**Métodos iniciales**

Ejecuta estas celdas antes de comenzar. Incluyen funciones clave y configuración necesaria para que el resto del notebook funcione correctamente.

In [11]:
from dotenv import load_dotenv
import os
import json

load_dotenv()
     
if not os.getenv("OPENAI_API_KEY"):
    print("Error: La variable de entorno OPENAI_API_KEY no está definida.")

print("OPENAI_API_KEY cargada correctamente.")

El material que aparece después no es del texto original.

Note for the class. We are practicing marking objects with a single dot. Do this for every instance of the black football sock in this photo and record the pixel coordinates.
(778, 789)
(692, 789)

OPENAI_API_KEY cargada correctamente.


In [3]:
import requests 

docs_url = 'https://github.com/alexeygrigorev/llm-rag-workshop/raw/main/notebooks/documents.json'
docs_response = requests.get(docs_url)
documents_raw = docs_response.json()

documents = []

for course in documents_raw:
    course_name = course['course']

    for doc in course['documents']:
        doc['course'] = course_name
        documents.append(doc)

In [4]:
from minsearch import AppendableIndex

index = AppendableIndex(
    text_fields=["question", "text", "section"],
    keyword_fields=["course"]
)

index.fit(documents)

<minsearch.append.AppendableIndex at 0x7fc1895327b0>

In [5]:
def search(query):
    boost = {'question': 3.0, 'section': 0.5}

    results = index.search(
        query=query,
        filter_dict={'course': 'data-engineering-zoomcamp'},
        boost_dict=boost,
        num_results=5,
        output_ids=True
    )

    return results

In [6]:
def build_context(search_results):
    context = ""

    for doc in search_results:
        context = context + f"section: {doc['section']}\nquestion: {doc['question']}\nanswer: {doc['text']}\n\n"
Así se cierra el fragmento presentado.